When the former chairman of China’s largest ailing debt manager was executed in January, the focus was on the Rmb1.8 billion ($ 280 million) in bribes he had been found guilty of.
The amount embezzled by Lai Xiaomin of Huarong Asset Management, whose crimes included the misuse of the power to distribute credit and bigamy, was the highest since the founding of the People’s Republic of China in 1949, according to the judge presiding over the case.
But investors’ attention has now turned to a number many times greater: the $ 22 billion in dollar-denominated bonds owed by the state-owned company.
A sell-off of Huarong’s bonds, triggered by the group’s failure to disclose its financial results in late March, has become a test case for a long-standing belief that Beijing will always save state-backed companies borrowing in international markets. .
“Regulators have to decide who they are going to help and how, and as they decide, Western investors are reacting with horror and horror because it suddenly looks like a 61 percent Treasury-owned company is being hung to dry”, said Andrew Collier, CEO of Orient Capital Research.
$ 260 billion
Assets held by Huarong as of June 2020
Prices of some of Huarong’s bonds due 2022 fell to 67 cents on the dollar last week, before recovering partially in the days that followed.
The company’s securities division said through social media platform WeChat that it repaid an onshore bond over the weekend. According to Bloomberg data, major Western investors, including BlackRock, have invested in the company’s offshore bonds.
Huarong International, the unit that issues or guarantees most of the group’s offshore debt, said the same day it had returned to profitability in the first quarter in a statement on WeChat.
On Wednesday, bond prices had partially recovered to 85 cents a dollar.
The upheavals highlighted the importance the markets attach to the Chinese government’s stance on Huarong. “At the moment, all the different activities of the company are normal, with sufficient liquidity. Our matured bonds are being redeemed on schedule, ”Huarong said in a statement to the The Washington City Times on Wednesday.
The group is one of many major ailing wealth management companies in China set up to clean up the banking system after the Asian financial crisis in the late 1990s. Since June, it has grown into a sprawling conglomerate with Rmb1.7tn of assets, following an aggressive expansion into areas such as real estate and investment banking.
The company said it was not required to disclose its financial results in order to complete a transaction without providing further details. This has increased uncertainty about the quality of Huarong’s assets and the business activities of its former chairman.
Caixin, a respected Chinese company publication, reported around the time of Lai’s execution that his 100 properties in southern China were being distributed to his former wife and mistresses. According to the state media, Lai had 300 million Rmb. Deposited into a bank account nominally owned by his mother and had tons of cash stowed away at his home in Beijing.

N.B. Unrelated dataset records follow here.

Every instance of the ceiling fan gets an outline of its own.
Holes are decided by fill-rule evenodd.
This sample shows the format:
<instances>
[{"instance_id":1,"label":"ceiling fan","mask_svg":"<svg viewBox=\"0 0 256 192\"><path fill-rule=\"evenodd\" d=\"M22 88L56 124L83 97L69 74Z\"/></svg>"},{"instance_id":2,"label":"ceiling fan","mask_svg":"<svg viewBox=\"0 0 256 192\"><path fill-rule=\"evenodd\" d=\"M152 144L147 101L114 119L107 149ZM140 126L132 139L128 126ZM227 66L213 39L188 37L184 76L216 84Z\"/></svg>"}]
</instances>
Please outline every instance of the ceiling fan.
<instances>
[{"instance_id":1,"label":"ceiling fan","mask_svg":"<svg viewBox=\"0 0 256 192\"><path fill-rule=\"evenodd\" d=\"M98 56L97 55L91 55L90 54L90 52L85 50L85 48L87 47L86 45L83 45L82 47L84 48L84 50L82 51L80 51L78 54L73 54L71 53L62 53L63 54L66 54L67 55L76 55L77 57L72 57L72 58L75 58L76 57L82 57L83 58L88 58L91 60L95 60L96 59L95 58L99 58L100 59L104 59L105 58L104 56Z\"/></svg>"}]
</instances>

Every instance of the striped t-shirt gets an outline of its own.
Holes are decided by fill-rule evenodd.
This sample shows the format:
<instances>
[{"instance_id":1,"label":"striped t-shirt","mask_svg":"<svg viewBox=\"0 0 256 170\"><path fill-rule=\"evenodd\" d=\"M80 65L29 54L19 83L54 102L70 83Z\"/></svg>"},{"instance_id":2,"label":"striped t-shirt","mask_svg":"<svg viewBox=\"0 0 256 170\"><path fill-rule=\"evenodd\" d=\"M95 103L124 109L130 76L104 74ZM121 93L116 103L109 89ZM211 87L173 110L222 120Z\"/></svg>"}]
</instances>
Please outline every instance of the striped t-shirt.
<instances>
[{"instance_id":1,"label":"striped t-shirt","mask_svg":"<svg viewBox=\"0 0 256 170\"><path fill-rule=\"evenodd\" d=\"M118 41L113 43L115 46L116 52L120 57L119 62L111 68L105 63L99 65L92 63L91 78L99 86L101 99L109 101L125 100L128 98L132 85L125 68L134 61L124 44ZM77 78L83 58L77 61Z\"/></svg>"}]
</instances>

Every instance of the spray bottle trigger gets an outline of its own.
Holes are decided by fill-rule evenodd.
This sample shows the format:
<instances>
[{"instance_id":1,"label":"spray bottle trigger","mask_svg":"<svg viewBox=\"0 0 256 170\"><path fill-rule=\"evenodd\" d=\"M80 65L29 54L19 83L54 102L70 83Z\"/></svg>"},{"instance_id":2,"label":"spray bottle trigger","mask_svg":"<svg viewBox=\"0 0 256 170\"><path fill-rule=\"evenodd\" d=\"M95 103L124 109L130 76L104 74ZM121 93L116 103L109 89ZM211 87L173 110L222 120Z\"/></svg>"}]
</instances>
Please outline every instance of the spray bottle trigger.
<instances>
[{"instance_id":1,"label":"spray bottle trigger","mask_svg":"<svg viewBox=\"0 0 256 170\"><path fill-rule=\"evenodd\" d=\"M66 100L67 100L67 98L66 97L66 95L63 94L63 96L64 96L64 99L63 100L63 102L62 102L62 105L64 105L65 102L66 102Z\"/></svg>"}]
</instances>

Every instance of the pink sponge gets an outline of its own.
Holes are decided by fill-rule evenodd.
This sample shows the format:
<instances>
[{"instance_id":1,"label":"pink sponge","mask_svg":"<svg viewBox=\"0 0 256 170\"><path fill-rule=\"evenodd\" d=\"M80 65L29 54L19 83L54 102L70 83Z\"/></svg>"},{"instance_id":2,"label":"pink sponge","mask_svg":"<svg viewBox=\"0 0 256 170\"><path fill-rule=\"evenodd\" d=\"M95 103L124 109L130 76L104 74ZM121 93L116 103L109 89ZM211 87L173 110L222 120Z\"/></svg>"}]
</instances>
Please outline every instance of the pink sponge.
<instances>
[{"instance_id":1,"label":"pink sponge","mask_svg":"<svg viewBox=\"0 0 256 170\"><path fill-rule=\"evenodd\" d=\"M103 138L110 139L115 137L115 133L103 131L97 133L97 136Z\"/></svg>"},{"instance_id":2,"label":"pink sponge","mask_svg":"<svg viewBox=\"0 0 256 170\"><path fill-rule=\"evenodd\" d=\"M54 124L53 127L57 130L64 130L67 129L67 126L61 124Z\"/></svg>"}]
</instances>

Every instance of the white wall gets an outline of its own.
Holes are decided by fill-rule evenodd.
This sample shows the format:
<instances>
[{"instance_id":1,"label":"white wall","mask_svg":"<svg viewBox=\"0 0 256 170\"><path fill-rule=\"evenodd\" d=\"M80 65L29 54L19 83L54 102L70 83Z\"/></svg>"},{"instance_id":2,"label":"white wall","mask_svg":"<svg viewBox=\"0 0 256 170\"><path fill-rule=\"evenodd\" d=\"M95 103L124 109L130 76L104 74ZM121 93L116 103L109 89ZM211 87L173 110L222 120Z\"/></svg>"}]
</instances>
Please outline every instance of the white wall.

Chengxin Credit, a mainland Chinese rating agency, last week warned of the company’s declining profitability and high debt, although it retained a triple A rating. Western rating agencies have held on to the investment grade scores on Huarong but have issued similar warnings about the outlook or put it up for review for a downgrade. S&P said this month that it is “very likely” that the company would benefit from government support.
The sale “serves as a reminder that a state-owned shareholder does not mean taking a sovereign risk,” said Michel Lowy, CEO at SC Lowy, a troubled debt investor with a small position in Huarong bonds. . “There are only a few steps away from that.”
Fears about Huarong’s health were exacerbated by uncertainty about the assets it owns. “We try to exercise due diligence to try to understand what the assets were acquired and what their true value is,” added Lowy.
The concerns extend beyond Huarong. “What nobody seems to be talking about is the other AMCs [asset management companies] maybe in trouble, ”said Collier. “We just don’t know… There is no transparency.”
Media reports of a possible restructuring at Huarong have heightened investor fears. Tuesday night in Asia, prices of Huarong dollar bonds were hit after US research firm Reorg Research reported that Chinese regulators were considering restructuring, citing sources familiar with the matter.
Beijing’s response to Huarong is likely to take into account much more than the quality of the asset manager’s balance sheet, analysts said.
“Any losses on Huarong bond instruments will not only affect the company itself, but also shake the fundamentals of proactive government support from the Chinese government upon which the valuation of dollar bonds of Chinese financial institutions and other state-owned companies is based,” said research firm CreditSights. in a note in April, although additional losses were unlikely.